# Naive Bayes (the easy way)

We'll cheat by using sklearn.naive_bayes to train a spam classifier! Most of the code is just loading our training data into a pandas DataFrame that we can play with:

In [46]:
import os
import io
import numpy
import pandas as pd
from pandas import DataFrame
from sklearn.feature_extraction.text import CountVectorizer
from sklearn.naive_bayes import MultinomialNB

def readFiles(path):
    for root, dirnames, filenames in os.walk(path):
        for filename in filenames:
            path = os.path.join(root, filename)

            inBody = True
            lines = []
            f = io.open(path, 'r', encoding='latin1')
            for line in f:
                if inBody:                 
                    lines.append(line)
                elif line == '\n':
                    inBody = True                   
            f.close()
            message = '\n'.join(lines)
            yield path, message


def dataFrameFromDirectory(path, classification):
    rows = []
    index = []
    for filename, message in readFiles(path):
        rows.append({'message': message, 'class': classification})
        index.append(filename)

    return DataFrame(rows, index=index)

data = DataFrame({'message': [], 'class': []})
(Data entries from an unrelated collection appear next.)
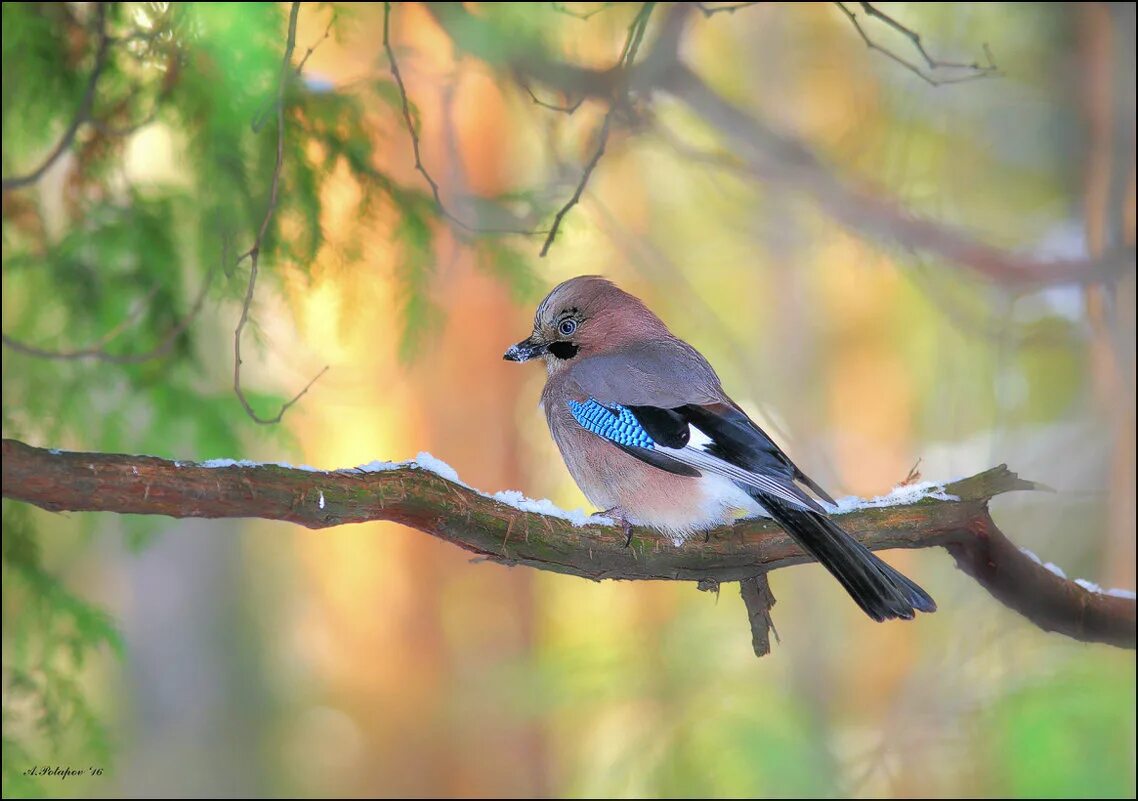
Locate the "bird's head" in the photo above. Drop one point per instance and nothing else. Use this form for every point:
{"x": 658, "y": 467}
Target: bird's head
{"x": 582, "y": 316}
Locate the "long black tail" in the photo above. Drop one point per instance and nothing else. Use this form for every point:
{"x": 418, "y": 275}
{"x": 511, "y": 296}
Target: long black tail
{"x": 877, "y": 588}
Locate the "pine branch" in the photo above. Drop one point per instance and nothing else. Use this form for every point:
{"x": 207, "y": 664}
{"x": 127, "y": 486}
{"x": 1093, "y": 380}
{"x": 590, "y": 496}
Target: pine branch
{"x": 418, "y": 497}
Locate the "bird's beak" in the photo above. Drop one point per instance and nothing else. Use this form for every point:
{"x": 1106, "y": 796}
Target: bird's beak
{"x": 525, "y": 351}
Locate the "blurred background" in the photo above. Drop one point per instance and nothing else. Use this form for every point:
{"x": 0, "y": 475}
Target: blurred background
{"x": 250, "y": 658}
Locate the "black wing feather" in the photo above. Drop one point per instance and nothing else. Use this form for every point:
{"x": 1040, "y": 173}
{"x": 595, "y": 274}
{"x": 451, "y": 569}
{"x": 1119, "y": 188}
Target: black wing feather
{"x": 877, "y": 588}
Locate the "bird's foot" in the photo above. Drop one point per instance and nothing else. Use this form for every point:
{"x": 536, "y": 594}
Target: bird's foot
{"x": 618, "y": 514}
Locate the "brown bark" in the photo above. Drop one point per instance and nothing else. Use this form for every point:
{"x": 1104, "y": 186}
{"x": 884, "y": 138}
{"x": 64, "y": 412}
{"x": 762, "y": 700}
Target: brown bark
{"x": 425, "y": 501}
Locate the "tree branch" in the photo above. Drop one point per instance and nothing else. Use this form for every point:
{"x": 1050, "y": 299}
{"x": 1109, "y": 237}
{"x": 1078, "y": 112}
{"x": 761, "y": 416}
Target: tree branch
{"x": 770, "y": 155}
{"x": 974, "y": 69}
{"x": 82, "y": 114}
{"x": 777, "y": 158}
{"x": 254, "y": 253}
{"x": 414, "y": 496}
{"x": 420, "y": 167}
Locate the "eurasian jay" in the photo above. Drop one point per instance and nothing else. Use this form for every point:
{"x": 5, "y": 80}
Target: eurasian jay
{"x": 651, "y": 438}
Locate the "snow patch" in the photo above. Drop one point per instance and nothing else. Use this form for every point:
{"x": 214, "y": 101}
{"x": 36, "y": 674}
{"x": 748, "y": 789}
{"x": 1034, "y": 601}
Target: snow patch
{"x": 900, "y": 496}
{"x": 378, "y": 467}
{"x": 212, "y": 463}
{"x": 577, "y": 517}
{"x": 1055, "y": 569}
{"x": 1086, "y": 584}
{"x": 425, "y": 461}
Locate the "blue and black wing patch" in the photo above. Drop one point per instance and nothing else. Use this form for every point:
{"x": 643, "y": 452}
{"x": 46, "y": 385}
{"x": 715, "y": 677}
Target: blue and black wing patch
{"x": 628, "y": 432}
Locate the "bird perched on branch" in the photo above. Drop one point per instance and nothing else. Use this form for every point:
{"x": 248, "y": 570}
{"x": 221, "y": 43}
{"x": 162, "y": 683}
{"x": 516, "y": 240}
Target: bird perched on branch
{"x": 651, "y": 437}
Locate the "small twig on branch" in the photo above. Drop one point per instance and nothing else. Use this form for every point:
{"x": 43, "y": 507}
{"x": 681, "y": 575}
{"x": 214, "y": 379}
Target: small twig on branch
{"x": 99, "y": 352}
{"x": 312, "y": 48}
{"x": 758, "y": 599}
{"x": 602, "y": 139}
{"x": 413, "y": 495}
{"x": 710, "y": 10}
{"x": 254, "y": 253}
{"x": 553, "y": 107}
{"x": 82, "y": 114}
{"x": 627, "y": 58}
{"x": 975, "y": 69}
{"x": 418, "y": 150}
{"x": 562, "y": 8}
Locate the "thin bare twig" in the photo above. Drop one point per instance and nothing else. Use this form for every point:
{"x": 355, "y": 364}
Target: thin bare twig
{"x": 82, "y": 114}
{"x": 602, "y": 139}
{"x": 562, "y": 8}
{"x": 758, "y": 599}
{"x": 312, "y": 48}
{"x": 417, "y": 149}
{"x": 710, "y": 10}
{"x": 975, "y": 69}
{"x": 254, "y": 253}
{"x": 627, "y": 58}
{"x": 544, "y": 104}
{"x": 99, "y": 352}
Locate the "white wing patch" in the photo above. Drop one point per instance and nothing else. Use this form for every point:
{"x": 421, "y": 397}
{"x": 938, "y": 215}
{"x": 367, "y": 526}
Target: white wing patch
{"x": 694, "y": 456}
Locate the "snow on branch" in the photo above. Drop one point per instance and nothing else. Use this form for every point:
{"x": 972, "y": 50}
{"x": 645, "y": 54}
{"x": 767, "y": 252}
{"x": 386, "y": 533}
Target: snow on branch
{"x": 509, "y": 528}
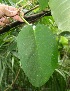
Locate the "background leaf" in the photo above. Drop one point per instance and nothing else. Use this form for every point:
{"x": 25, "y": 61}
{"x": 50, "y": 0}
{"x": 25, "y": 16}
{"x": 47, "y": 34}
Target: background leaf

#data = pd.concat([data, dataFrameFromDirectory("emails/spam", "spam")]);
#data = pd.concat([data, dataFrameFromDirectory("emails/ham", "ham")])
data = pd.concat([data, dataFrameFromDirectory("emails/enron1/spam", "spam")]);
data = pd.concat([data, dataFrameFromDirectory("emails/enron1/ham", "ham")])

#For Pandas 1.3:
#data = data.append(dataFrameFromDirectory('emails/spam', 'spam'))
#data = data.append(dataFrameFromDirectory('emails/ham', 'ham'))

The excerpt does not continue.